Wang Quan, Wan Lin, Li Dayong, Zhu Lihuang, Qian Minping, Deng Minghua
Center for Theoretical Biology, Peking University, Beijing100871, PR China.
BMC Bioinformatics. 2009 Jan 30;10 Suppl 1(Suppl 1):S29. doi: 10.1186/1471-2105-10-S1-S29.
A "bidirectional gene pair" is defined as two adjacent genes which are located on opposite strands of DNA with transcription start sites (TSSs) not more than 1000 base pairs apart and the intergenic region between two TSSs is commonly designated as a putative "bidirectional promoter". Individual examples of bidirectional gene pairs have been reported for years, as well as a few genome-wide analyses have been studied in mammalian and human genomes. However, no genome-wide analysis of bidirectional genes for plants has been done. Furthermore, the exact mechanism of this gene organization is still less understood.

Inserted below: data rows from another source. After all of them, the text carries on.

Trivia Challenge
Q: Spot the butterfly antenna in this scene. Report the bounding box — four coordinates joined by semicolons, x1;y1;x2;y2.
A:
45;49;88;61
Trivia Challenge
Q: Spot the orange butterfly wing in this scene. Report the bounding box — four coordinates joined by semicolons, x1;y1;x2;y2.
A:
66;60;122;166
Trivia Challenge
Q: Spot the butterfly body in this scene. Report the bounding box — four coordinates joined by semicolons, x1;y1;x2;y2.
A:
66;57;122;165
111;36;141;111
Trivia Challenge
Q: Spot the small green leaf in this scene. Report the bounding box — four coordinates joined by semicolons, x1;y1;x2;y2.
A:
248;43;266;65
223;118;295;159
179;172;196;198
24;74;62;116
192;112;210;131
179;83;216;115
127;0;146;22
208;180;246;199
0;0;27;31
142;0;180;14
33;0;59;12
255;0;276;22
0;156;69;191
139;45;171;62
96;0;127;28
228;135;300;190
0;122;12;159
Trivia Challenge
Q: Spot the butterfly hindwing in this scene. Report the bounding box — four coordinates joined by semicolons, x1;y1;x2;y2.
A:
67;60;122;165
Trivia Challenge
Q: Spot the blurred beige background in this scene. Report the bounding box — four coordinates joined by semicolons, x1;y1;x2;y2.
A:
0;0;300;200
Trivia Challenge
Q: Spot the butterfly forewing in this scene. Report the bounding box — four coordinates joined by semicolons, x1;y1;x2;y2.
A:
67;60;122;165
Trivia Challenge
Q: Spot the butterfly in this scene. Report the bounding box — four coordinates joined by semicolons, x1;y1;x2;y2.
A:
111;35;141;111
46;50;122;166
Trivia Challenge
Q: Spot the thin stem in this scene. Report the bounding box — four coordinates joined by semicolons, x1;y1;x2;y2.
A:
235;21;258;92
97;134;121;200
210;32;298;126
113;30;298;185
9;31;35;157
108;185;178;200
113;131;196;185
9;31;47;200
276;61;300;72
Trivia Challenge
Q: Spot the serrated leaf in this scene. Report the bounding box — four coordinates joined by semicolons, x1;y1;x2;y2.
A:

We conducted comprehensive analysis of bidirectional gene pairs through the whole Arabidopsis thaliana genome and identified 2471 bidirectional gene pairs. The analysis shows that bidirectional genes are often coexpressed and tend to be involved in the same biological function. Furthermore, bidirectional gene pairs associated with similar functions seem to have stronger expression correlation. We pay more attention to the regulatory analysis on the intergenic regions between bidirectional genes. Using a hierarchical stochastic language model (HSL) (which is developed by ourselves), we can identify intergenic regions enriched of regulatory elements which are essential for the initiation of transcription. Finally, we picked 27 functionally associated bidirectional gene pairs with their intergenic regions enriched of regulatory elements and hypothesized them to be regulated by bidirectional promoters, some of which have the same orthologs in ancient organisms. More than half of these bidirectional gene pairs are further supported by sharing similar functional categories as these of handful experimental verified bidirectional genes.
Bidirectional gene pairs are concluded also prevalent in plant genome. Promoter analyses of the intergenic regions between bidirectional genes could be a new way to study the bidirectional gene structure, which may provide a important clue for further analysis. Such a method could be applied to other genomes.
“双向基因对”被定义为两个相邻基因,它们位于DNA的相反链上,转录起始位点(TSS)相隔不超过1000个碱基对,两个TSS之间的基因间区域通常被指定为一个假定的“双向启动子”。多年来已有双向基因对的个别例子报道,并且在哺乳动物和人类基因组中也进行了一些全基因组分析。然而,尚未对植物的双向基因进行全基因组分析。此外,这种基因组织的确切机制仍知之甚少。
我们对整个拟南芥基因组中的双向基因对进行了全面分析,共鉴定出2471个双向基因对。分析表明,双向基因通常共表达,并且倾向于参与相同的生物学功能。此外,与相似功能相关的双向基因对似乎具有更强的表达相关性。我们更加关注对双向基因之间基因间区域的调控分析。使用我们自己开发的分层随机语言模型(HSL),我们可以识别富含对转录起始至关重要的调控元件的基因间区域。最后,我们挑选了27个功能相关的双向基因对,其基因间区域富含调控元件,并假设它们受双向启动子调控,其中一些在古老生物中有相同的直系同源物。这些双向基因对中超过一半通过与少数实验验证的双向基因共享相似的功能类别而得到进一步支持。
双向基因对在植物基因组中也很普遍。对双向基因之间基因间区域的启动子分析可能是研究双向基因结构的一种新方法,这可能为进一步分析提供重要线索。这种方法可应用于其他基因组。